Chestertown, MD, March 20, 2006 — Washington College has announced the appointment of Donald A. McColl, associate professor of art, as the first Nancy L. Underwood Professor of Art History. The endowed professorship was established through a $1 million gift from Chestertown resident and friend of the College, John Underwood, on behalf of his late wife, Nancy L. Underwood, who took a life-long pleasure in the study of art and art history. The gift was matched by The Hodson Trust to create a $2 million endowment.
"We in the Department of Art are humbled that John and Nancy Underwood have seen fit to bestow such a gift on the College, and think it appropriate that the newly endowed chair in art is named for a woman," Dr. McColl said.

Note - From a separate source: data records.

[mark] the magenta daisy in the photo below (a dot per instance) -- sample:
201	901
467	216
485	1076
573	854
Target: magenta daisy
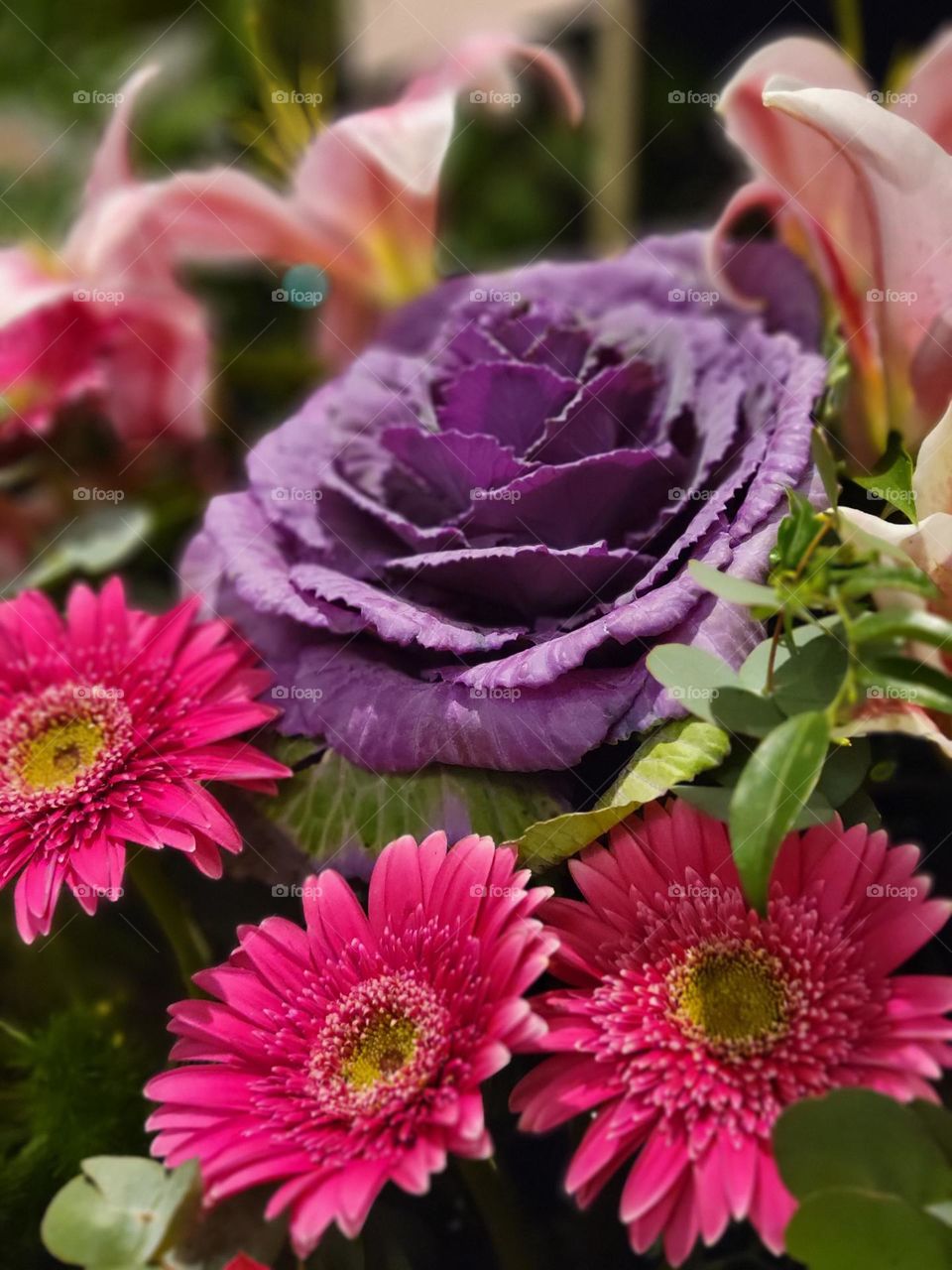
352	1053
689	1023
109	721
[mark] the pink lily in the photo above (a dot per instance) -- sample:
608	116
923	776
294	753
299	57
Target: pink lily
362	207
864	191
927	540
75	321
362	200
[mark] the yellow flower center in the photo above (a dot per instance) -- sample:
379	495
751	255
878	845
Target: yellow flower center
60	753
385	1048
733	996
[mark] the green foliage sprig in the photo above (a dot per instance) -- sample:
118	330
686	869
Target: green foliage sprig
796	703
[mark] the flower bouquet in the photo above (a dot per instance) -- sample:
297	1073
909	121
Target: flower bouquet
475	686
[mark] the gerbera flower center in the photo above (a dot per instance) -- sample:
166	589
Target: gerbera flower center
59	753
385	1048
380	1046
731	996
54	744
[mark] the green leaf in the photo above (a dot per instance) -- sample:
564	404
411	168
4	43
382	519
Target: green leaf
777	781
825	465
841	1141
118	1211
94	545
692	676
847	1229
738	590
715	801
873	1178
744	712
753	672
844	771
796	531
884	576
902	624
892	479
811	677
670	756
901	679
333	806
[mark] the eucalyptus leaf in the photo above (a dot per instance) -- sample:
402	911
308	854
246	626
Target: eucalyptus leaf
333	806
892	479
744	712
753	672
673	754
117	1213
715	801
902	624
738	590
901	679
844	771
774	785
811	677
94	545
796	531
884	576
692	676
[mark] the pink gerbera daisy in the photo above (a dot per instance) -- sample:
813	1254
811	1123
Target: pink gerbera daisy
352	1055
109	721
690	1021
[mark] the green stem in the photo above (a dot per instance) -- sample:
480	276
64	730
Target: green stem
500	1215
849	28
185	939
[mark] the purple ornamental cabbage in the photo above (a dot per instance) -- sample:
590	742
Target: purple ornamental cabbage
462	548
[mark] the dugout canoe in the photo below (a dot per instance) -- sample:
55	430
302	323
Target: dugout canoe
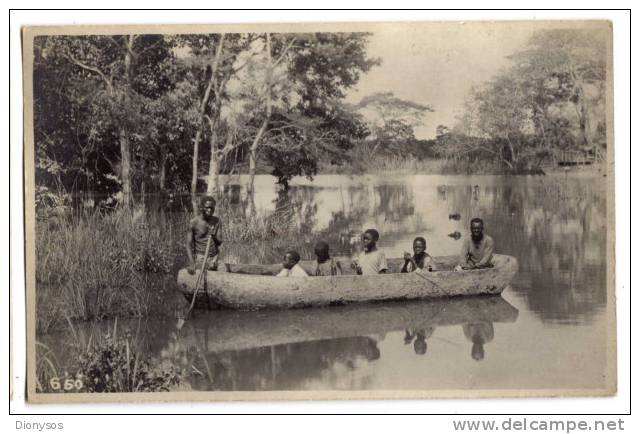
251	287
233	330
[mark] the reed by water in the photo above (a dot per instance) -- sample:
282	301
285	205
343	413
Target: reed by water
123	264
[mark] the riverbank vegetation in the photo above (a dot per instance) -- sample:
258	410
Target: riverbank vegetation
106	362
134	114
122	118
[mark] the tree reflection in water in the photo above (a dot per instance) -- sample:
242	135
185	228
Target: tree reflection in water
287	350
556	227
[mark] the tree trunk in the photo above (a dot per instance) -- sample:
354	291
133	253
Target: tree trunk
125	151
253	150
125	167
194	171
214	164
203	107
584	122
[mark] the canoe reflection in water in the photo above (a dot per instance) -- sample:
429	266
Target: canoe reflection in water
294	349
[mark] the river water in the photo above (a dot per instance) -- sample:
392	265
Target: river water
547	331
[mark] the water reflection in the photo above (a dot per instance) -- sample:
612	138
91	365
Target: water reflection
285	350
555	226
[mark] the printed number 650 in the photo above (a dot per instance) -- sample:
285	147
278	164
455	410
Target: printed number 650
69	384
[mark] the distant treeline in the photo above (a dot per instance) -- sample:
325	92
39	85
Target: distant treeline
132	114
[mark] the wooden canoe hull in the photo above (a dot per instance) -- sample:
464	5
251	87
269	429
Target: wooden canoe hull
240	290
240	330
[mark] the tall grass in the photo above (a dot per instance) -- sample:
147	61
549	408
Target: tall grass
104	265
385	164
105	362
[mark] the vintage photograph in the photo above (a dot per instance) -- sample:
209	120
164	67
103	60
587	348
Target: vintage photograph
319	211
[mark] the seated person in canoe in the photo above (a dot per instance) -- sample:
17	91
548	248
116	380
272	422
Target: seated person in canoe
325	265
371	260
477	249
202	227
420	260
290	266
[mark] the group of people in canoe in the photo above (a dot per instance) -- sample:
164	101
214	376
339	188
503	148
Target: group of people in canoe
203	247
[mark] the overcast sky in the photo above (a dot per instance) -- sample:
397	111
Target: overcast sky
437	64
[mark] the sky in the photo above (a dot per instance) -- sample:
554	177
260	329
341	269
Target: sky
438	63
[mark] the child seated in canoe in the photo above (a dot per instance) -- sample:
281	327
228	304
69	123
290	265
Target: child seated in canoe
290	267
420	260
371	260
325	265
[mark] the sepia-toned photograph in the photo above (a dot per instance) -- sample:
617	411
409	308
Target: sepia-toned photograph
319	211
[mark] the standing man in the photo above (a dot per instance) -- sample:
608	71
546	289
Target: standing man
200	228
477	250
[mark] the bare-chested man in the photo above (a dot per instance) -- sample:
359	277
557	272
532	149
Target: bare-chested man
200	227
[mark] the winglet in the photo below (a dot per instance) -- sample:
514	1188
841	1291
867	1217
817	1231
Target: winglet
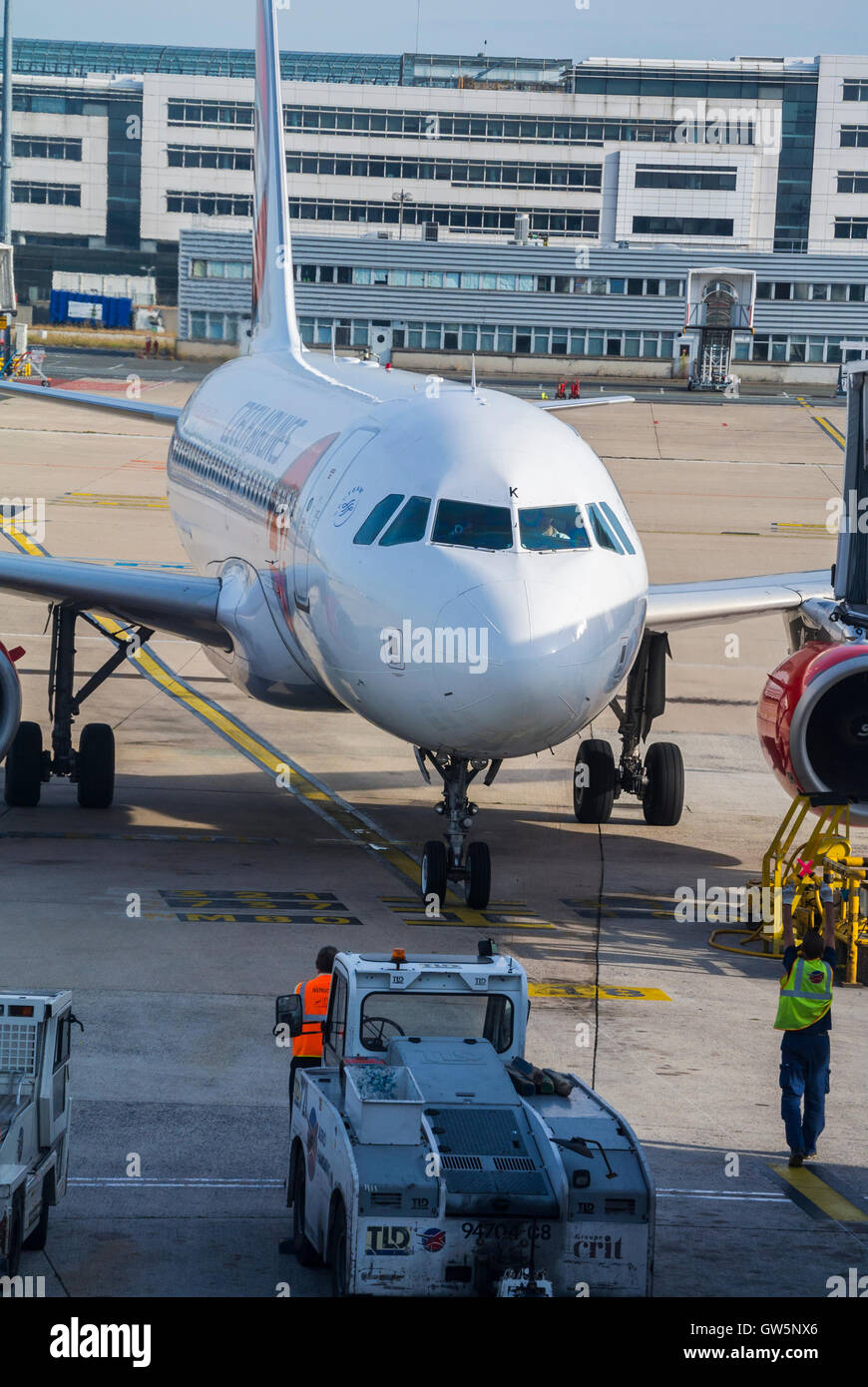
273	323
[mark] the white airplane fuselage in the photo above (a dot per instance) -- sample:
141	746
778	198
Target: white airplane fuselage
273	468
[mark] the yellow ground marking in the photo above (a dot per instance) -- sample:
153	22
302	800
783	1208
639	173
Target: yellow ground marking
835	434
604	992
821	1194
92	498
501	914
811	526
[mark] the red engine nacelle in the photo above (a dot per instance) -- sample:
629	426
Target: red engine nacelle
813	722
10	697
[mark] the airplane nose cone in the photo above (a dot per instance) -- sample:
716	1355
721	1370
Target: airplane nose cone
513	675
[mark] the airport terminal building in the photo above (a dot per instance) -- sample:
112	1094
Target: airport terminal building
527	309
409	175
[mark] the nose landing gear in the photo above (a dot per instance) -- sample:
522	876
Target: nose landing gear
657	781
452	859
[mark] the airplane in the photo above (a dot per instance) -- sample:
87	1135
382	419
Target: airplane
452	564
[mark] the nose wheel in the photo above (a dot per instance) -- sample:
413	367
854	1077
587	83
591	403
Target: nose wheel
657	779
454	859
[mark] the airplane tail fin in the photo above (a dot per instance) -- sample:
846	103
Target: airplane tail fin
273	323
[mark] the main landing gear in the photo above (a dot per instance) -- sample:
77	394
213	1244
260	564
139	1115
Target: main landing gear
657	781
454	859
92	767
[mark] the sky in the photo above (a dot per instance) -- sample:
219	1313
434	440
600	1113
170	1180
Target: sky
533	28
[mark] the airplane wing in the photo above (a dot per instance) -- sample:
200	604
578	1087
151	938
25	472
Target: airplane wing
181	604
584	404
163	413
724	600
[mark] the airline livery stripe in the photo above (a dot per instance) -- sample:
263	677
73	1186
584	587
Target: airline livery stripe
348	821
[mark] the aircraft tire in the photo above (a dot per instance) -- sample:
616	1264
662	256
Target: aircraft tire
477	885
434	867
95	765
593	802
24	767
663	797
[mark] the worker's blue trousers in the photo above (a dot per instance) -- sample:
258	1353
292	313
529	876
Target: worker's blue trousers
804	1074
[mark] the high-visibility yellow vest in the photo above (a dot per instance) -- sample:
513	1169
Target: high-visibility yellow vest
806	995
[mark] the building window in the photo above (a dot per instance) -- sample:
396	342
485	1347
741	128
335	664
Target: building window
852	228
220	269
853	182
696	178
211	113
682	225
451	125
46	148
211	326
53	195
544	221
459	173
211	205
209	157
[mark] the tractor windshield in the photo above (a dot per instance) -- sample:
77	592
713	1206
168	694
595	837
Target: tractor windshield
387	1014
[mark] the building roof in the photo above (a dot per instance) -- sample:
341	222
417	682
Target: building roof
53	57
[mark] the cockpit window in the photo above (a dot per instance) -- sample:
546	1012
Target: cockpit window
554	527
602	530
616	525
473	526
409	525
377	518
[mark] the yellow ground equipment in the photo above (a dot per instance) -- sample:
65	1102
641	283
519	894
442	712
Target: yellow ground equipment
824	856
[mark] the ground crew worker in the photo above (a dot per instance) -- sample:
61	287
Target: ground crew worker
308	1046
804	1016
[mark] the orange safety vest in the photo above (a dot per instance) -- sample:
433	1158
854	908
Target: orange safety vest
315	1003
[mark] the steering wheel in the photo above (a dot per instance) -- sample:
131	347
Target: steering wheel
373	1028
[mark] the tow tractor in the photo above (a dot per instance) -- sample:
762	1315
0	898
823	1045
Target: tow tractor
34	1117
427	1156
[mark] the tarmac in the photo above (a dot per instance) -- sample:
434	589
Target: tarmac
181	913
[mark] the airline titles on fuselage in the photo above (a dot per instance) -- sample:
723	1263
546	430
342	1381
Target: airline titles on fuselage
260	431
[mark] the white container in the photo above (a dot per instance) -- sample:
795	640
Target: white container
384	1105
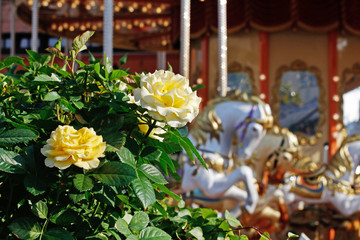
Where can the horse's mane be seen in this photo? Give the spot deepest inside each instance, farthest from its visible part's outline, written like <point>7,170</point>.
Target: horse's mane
<point>342,161</point>
<point>208,121</point>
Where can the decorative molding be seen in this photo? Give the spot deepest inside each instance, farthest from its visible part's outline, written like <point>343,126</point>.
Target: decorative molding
<point>234,67</point>
<point>299,65</point>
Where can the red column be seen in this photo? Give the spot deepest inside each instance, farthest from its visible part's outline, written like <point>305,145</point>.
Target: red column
<point>332,91</point>
<point>204,93</point>
<point>264,65</point>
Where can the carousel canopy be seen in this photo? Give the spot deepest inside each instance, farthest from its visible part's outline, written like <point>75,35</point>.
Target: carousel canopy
<point>155,24</point>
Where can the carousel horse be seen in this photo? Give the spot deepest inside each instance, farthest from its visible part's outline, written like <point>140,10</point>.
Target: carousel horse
<point>336,183</point>
<point>237,120</point>
<point>277,152</point>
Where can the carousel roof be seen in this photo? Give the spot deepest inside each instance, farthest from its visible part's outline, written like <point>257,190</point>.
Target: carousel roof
<point>155,24</point>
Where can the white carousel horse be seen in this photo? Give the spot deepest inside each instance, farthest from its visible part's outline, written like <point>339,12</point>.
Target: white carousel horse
<point>336,183</point>
<point>224,121</point>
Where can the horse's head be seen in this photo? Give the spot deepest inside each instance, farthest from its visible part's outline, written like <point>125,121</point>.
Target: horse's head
<point>250,131</point>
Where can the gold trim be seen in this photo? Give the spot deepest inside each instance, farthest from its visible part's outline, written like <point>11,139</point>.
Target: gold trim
<point>299,65</point>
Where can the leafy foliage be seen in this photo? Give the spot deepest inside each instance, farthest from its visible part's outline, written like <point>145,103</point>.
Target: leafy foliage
<point>126,196</point>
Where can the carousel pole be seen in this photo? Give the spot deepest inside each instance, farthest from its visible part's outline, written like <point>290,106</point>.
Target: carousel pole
<point>185,38</point>
<point>108,28</point>
<point>222,35</point>
<point>12,27</point>
<point>34,26</point>
<point>1,29</point>
<point>161,60</point>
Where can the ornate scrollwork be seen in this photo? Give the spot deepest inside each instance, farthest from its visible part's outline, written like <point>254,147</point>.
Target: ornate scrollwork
<point>299,65</point>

"It was Miss Peale—presumably Elizabeth Peale, the sister-in-law of Charles Willson Peale—who first taught drawing and painting at the College, soon after its founding; it was another woman, Constance Stuart Larrabee, who launched the Friends of the Arts, and led the way in giving art a permanent home at the College; and now, it's yet another woman, Nancy Underwood, whose generosity will ensure a bright future for our department, and most importantly the students in it, by helping to attract and retain faculty of the highest quality."
Dr. McColl joined the faculty of Washington College in 1997 after receiving his Ph.D. in art history from the University of Virginia, and completing postdoctoral study at Northwestern University, supported by the Social Sciences and Humanities Research Council of Canada. He holds a B.A. in art history and criticism from the University of Western Ontario (1986) and an M.A. in art history from Oberlin College (1992). His professional research focuses on the visual culture of northern Europe in the early modern period and on late antique/early Christian art and archaeology, and he is currently working on a book titled Troubled Waters: To See the Samaritan Woman in Reformation Europe.
The recipient of numerous awards and fellowships, Dr. McColl was recently awarded a 2006 Summer Fellowship in Byzantine Studies at Harvard University's Dumbarton Oaks Library and Research Collection in Washington, DC. In 2000 he was honored with the Washington College Alumni Association Award for Distinguished Teaching. He and his wife, Ann, live in Chestertown where they are active in historic preservation.
Washington College is a private, independent college of liberal arts and sciences located in historic Chestertown on Maryland's Eastern Shore. Founded in 1782 under the patronage of George Washington, it was the first college chartered in the new nation.